Apple chief reiterates call for new US privacy legislation
Apple chief executive Tim Cook has stepped up his call for the US to introduce GDPR-style legislation, arguing that American citizens should have the right to track the data that is being collected about them online and delete it if they want to.
In an article in Time magazine, Cook said it was time to stand up for the right to privacy. He wrote: "Consumers shouldn’t have to tolerate another year of companies irresponsibly amassing huge user profiles, data breaches that seem out of control and the vanishing ability to control our own digital lives."
Cook went on to criticise the data broking industry by slamming the "secondary markets for your information" that "exist in a shadow economy that’s largely unchecked – out of sight of consumers, regulators and lawmakers".
To tackle this, Cook wants companies which deal in personal data to be monitored and held accountable for their actions. He has called for the introduction of a registration system so businesses dealing in data have to be tracked.

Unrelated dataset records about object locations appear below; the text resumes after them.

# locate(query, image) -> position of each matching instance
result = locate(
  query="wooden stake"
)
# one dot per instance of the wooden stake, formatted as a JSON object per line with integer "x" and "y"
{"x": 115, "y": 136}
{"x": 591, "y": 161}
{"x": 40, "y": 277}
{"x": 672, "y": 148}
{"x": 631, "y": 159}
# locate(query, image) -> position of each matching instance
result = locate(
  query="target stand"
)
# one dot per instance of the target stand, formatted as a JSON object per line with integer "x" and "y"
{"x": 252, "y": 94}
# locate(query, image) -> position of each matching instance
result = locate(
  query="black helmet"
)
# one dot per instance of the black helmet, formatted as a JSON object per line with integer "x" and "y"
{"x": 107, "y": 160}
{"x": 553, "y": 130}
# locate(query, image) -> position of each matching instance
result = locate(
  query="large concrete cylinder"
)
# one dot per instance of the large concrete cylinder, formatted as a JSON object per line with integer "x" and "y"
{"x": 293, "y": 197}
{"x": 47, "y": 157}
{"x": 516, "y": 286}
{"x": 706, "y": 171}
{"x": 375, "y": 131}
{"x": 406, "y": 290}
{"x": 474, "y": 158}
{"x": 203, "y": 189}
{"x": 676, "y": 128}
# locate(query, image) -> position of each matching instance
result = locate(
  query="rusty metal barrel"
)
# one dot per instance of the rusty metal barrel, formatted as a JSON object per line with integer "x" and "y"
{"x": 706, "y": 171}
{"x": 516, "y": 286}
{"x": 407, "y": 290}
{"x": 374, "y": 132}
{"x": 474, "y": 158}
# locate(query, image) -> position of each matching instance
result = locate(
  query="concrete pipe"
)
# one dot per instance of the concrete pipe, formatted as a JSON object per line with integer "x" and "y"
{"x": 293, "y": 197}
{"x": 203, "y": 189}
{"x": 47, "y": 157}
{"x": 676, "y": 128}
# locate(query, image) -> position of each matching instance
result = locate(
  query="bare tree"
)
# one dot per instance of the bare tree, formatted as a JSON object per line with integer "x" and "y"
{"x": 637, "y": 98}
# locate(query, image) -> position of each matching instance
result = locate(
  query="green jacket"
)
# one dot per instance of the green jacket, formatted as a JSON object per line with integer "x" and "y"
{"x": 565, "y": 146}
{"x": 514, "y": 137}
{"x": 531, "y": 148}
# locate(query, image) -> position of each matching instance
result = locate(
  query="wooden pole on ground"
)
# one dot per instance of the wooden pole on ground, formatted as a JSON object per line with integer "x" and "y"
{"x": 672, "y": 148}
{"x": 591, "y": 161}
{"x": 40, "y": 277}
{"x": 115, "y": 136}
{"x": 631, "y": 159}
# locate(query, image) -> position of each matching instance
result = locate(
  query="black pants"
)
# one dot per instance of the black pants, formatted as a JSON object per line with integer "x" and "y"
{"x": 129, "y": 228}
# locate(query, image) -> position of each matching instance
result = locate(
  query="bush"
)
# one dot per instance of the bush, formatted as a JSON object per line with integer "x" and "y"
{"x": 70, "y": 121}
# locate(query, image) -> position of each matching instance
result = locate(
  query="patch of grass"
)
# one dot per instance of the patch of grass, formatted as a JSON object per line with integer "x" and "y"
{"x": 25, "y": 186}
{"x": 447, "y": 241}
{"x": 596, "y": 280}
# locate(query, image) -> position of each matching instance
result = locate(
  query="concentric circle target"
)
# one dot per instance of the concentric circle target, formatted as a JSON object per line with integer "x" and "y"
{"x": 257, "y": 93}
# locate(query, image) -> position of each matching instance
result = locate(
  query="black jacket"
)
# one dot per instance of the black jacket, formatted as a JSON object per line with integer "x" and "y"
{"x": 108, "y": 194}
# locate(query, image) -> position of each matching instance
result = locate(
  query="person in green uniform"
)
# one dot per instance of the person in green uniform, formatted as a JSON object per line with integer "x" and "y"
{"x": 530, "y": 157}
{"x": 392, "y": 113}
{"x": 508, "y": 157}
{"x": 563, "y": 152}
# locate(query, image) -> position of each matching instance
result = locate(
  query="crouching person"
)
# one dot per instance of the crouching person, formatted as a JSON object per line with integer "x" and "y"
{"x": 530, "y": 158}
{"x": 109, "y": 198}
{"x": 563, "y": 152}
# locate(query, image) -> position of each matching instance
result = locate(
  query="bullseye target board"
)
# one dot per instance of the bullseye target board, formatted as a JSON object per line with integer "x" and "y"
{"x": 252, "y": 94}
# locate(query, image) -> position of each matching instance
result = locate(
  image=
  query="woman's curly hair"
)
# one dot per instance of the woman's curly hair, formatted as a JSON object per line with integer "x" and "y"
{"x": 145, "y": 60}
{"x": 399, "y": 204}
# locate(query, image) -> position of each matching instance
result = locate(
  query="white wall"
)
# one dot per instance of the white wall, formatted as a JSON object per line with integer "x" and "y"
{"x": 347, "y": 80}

In response, Acxiom has given its backing to Cook. The company said: "We agree that we must root out the nefarious players in the ecosystem, and Acxiom's data privacy impact assessment process ensures we don't do business with questionable companies. We look forward to working with people across the industry, including Apple, to ensure transparency, access and control is available to all people."
A recent survey carried out by SAS showed that two-thirds (67%) of Americans think the US government should do more to protect data privacy.